And grim though the funding environment is, he says, companies that are performing are still getting funded, “despite everything. It’s not a broken system.”
Bronson (PB) joins AgFunderNews (AFN) to talk “non-rigorous thinking,” lower-capex biomanufacturing, AI in hen houses, next-gen fertilizer and why governments and corporates—not just venture funds—will shape the next wave of agrifood innovation.
AFN: Some people have become disillusioned about the venture funding model and agrifoodtech. How do you feel?
PB: Venture capital is a small portion of capital in the world, and only some companies are appropriate for venture funding. But there is an enormous amount of private capital out there. Largely, families and sovereign wealth funds are the long-term holders of all the real capital.
I tell every one of my startups, get out of VC world as fast as you can. It’s the most expensive capital in the world. It is extractive, but it’ll take the most risk. You put money in venture for alpha [above market returns], not for saving the world.
There’s nothing new about this [question about VC suitability for agrifoodtech]. What was new was a zero-interest-rate environment flooding venture with capital, which led to some non-rigorous thinking.
So what does it mean?

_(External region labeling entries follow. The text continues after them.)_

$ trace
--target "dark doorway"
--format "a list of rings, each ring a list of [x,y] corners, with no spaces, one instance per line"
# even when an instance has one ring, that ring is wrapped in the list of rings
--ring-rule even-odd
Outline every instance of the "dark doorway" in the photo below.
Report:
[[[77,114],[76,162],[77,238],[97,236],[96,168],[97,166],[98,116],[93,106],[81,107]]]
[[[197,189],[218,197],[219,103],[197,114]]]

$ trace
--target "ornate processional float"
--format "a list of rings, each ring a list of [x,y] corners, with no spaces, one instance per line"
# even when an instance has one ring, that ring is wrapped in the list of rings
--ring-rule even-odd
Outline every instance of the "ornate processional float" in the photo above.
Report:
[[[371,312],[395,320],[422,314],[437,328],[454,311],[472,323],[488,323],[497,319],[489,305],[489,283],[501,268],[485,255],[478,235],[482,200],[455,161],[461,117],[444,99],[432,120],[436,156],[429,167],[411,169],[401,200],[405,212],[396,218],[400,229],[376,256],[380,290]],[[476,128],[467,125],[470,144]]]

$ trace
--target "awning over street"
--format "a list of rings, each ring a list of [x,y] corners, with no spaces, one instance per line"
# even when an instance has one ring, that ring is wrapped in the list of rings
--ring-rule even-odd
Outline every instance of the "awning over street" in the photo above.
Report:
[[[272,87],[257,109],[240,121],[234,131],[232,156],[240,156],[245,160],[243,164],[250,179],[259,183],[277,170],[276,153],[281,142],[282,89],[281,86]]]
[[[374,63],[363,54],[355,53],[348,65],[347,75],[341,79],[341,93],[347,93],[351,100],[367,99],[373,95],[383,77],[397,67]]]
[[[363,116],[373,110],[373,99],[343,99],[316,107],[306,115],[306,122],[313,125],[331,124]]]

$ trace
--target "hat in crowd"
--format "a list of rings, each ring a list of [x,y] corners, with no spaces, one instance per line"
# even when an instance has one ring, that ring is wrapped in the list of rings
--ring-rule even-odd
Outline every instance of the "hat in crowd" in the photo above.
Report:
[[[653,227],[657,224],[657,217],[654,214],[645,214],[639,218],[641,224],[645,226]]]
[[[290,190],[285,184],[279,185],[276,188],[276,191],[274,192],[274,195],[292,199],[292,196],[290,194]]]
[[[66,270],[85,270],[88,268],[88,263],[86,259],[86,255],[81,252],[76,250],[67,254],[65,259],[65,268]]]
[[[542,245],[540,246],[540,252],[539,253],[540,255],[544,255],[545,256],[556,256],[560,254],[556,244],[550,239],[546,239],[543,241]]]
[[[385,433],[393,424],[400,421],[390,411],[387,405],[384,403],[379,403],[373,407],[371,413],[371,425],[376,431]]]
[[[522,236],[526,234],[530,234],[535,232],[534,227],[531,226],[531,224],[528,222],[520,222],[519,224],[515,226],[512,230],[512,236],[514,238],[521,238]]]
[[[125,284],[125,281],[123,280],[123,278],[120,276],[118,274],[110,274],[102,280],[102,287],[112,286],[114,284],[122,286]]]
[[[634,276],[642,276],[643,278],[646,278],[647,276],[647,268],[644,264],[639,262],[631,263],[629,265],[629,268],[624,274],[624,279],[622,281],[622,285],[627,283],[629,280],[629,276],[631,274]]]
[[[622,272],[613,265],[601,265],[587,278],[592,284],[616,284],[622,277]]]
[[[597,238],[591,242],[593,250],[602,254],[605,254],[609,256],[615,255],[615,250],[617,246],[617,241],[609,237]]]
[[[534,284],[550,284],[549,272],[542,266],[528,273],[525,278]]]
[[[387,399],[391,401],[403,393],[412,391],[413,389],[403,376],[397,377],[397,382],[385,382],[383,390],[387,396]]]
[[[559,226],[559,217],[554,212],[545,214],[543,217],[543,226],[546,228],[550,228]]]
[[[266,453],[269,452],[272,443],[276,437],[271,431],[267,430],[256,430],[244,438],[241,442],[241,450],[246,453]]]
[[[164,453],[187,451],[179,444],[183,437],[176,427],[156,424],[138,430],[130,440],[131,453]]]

I have found other sources of capital than just VC money for my startups. It was not easy. It’s hard because people are careful with their private capital. So finding other non-VC money is critical to continue to succeed in this market.
AFN: What other sources of money are you talking about?
PB: I’m just talking about private wealth. It’s not complicated. VC funds have LPs, so where do they get their money, and who are they? If you went straight after, essentially, the long-term holders of capital, you’re looking at people who, maybe they put money in VC funds, maybe they don’t.
What makes it hard is there’s no pattern to it. There’s no easy way to find them. It’s very ad hoc, and it’s a lot of hard work. But they are looking for what all capital is looking for: revenues, margins, and customer traction.
AFN: Define “traction” for a pre-revenue startup?
PB: One way or another, you’ve got to find customers showing strong interest. It may not be booked revenue, for sure, and it’s rarely realized revenue, but investors will want to talk to these [potential] customers to get any sort of a seed round together.
AFN: Is this the worst time to raise a VC fund?
PB: VCs are not deploying capital because they have a portfolio and they want to use their capital to support their existing portfolio. They may not be doing new investments. We need to look for people who actually deploy on capital.
AFN: You’ve talked about only investing in “low capex companies that can get to market in two years.” How does that relate to biomanufacturing?
PB: Precision fermentation is being done in half-a-billion-dollar factories. No startup can seemingly get the offtake agreements for long term demand to get really good contracts with CDMOs and they can’t fund the capex [to build capacity] themselves, so they’re stuck.
If instead you can grow an organism that lives around microbes all the time and has the ability to fend off other microbes or out-compete them so you don’t get contamination, you don’t have to spend all that capex [on biopharma-like fermentation facilities]. Can you do it [grow the microbes] in a raceway or an open-air greenhouse or plastic bags at a fraction of the cost?
AFN: Where does plant cell culture fit into this framework?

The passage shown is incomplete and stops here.